Throughout my studies, the science students leered at my arts majors. My arts peers thought studying science must be dry, boring and soulless. I was batting for opposing teams, simultaneously.** I was always amused that what I learnt in science seemed to be mirrored in arts, and what I learnt in arts allowed me to appreciate the beauty of science. I don't think I got the best of both worlds. I think I had the opportunity to see things in each world which few people had noticed.
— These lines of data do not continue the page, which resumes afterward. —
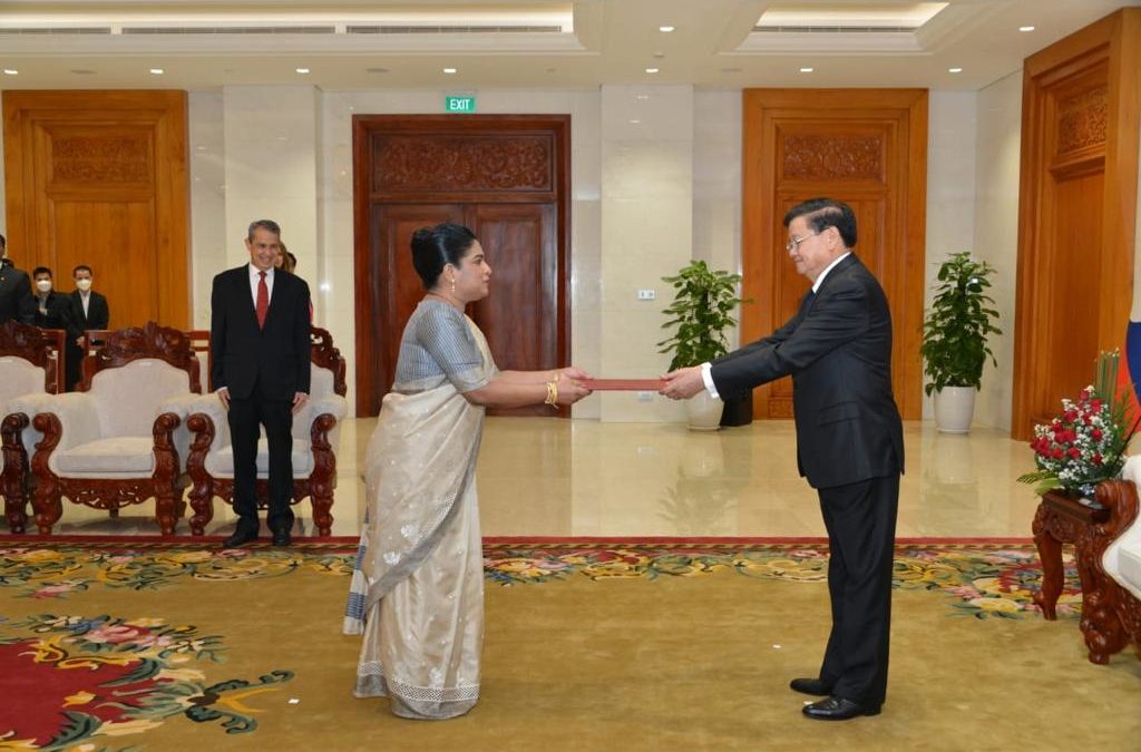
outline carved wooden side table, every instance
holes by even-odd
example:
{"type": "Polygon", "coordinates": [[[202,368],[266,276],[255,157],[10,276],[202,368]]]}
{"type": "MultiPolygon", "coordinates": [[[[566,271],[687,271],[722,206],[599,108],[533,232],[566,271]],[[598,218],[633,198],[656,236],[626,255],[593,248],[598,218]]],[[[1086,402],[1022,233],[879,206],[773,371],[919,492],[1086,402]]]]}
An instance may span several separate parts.
{"type": "MultiPolygon", "coordinates": [[[[1098,495],[1102,493],[1099,488],[1098,495]]],[[[1042,559],[1042,589],[1034,601],[1047,620],[1058,618],[1054,607],[1065,580],[1062,544],[1073,544],[1082,581],[1082,634],[1090,661],[1099,664],[1108,663],[1110,654],[1124,645],[1120,621],[1114,608],[1107,608],[1107,600],[1115,600],[1117,585],[1101,567],[1106,544],[1100,533],[1108,518],[1108,509],[1087,507],[1060,491],[1044,494],[1034,516],[1034,542],[1042,559]]]]}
Having completed my science/arts degree, and chosen to continue on in Biochemistry (yes, I'm starting my PhD this year. eep.) has led me to realise that my view of science has been irrevocably changed by my devotion to Cultural Studies, and my knowledge of Philosophy. I am often struck with a sense of unease: my love of the postmodern novel has made me question the Grand Narrative of scientific literature all too often. Whilst I do still love science (even though he is a hard master), I'm not afraid to question him*.

I intend to use this, my "grown-up" blog, as a place to document my thoughts of a more Cultural Studies/Literary/Philosophical nature.

I am the bird which will flap in the waves and stir up the fish. I am the fish who will learn to fly. Imma gonna build a fucking boat nest, and no one is going to stop me.

*(as an aside, were I to have continued on in Cultural Studies, I'm sure I would have brandished my science wand against its theories too).
** Yeah I know this is loaded imagery. But the prejudice I experienced, whilst not as offensive, was not dissimilar. People thought I just "couldn't decide".